A este respecto, los sistemas terapéuticos por
vía oral construidos especialmente según principios osmóticos,
tales como por ejemplo GIT (sistema terapéutico gastrointestinal) u
OROS (sistema osmótico oral), deben mencionarse también.
Comprimidos o comp. efervescentes, que
representan formas medicinales instantáneas inmediatas ingeribles
que se disuelven rápidamente o se suspenden en agua están entre los
comprimidos administrables por vía oral. Entre las formas
administrables por vía oral están también soluciones, por ejemplo,
gotas, jugos y suspensiones que pueden producirse según el
procedimiento proporcionado anteriormente y pueden todavía contener
conservantes para aumentar la estabilidad y opcionalmente
aromatizantes por razones de facilitar la ingestión, y colorantes
para una mejor diferenciación así como antioxidantes y/o vitaminas
y edulcorantes tales como azúcar o agentes edulcorantes
artificiales. Esto también sirve para jugos insípidos que se
formulan con agua antes de ingerirse. También deben mencionarse
resinas de intercambio iónico junto con uno o más ingredientes
activos para la producción de formas ingeribles líquidas.
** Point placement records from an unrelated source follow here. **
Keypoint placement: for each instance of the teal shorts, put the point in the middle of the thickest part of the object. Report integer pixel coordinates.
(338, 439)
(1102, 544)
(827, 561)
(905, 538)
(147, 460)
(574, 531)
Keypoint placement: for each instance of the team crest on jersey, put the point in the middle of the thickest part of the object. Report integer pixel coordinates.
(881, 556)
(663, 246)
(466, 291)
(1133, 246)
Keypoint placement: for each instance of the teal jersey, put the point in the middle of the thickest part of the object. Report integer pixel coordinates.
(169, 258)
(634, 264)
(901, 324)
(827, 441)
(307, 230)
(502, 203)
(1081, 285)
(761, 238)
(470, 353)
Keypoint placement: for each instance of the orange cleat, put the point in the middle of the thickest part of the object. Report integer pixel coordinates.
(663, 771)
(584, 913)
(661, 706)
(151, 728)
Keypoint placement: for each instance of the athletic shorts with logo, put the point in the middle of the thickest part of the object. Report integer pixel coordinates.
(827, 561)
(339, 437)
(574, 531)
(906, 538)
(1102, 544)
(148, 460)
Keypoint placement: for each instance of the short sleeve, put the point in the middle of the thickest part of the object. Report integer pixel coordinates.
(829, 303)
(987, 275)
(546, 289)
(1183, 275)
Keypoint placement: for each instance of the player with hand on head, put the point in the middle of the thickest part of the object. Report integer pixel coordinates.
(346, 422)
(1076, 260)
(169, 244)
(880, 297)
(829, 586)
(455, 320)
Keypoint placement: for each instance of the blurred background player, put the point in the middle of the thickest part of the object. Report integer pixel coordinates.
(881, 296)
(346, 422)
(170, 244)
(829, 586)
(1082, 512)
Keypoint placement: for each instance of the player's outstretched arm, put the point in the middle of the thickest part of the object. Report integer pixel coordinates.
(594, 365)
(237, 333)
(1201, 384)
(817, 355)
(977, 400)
Una forma de liberación especial consiste en la
preparación de las denominadas formas medicinales flotantes, por
ejemplo, basadas en comprimidos o gránulos que desarrollan gas
después de contactar con fluidos corporales y que por lo tanto
flotan en la superficie del fluido gástrico. Además, pueden
formularse también los denominados sistemas de liberación
electrónicamente controlados, mediante los que la liberación del
ingrediente activo puede ajustarse selectivamente a las necesidades
individuales.
Un grupo de administración por vía sistémica
adicional y también opcionalmente formas medicinales eficaces por
vía tópica está representado por medicamentos aplicables por vía
rectal. Entre estos se encuentran las formulaciones de supositorios
y enemas. Las formulaciones de enemas pueden prepararse basándose en
comprimidos con disolventes acuosos para producir esta forma de
administración. Pueden hacerse disponibles también cápsulas
rectales basadas en gelatina y otros vehículos.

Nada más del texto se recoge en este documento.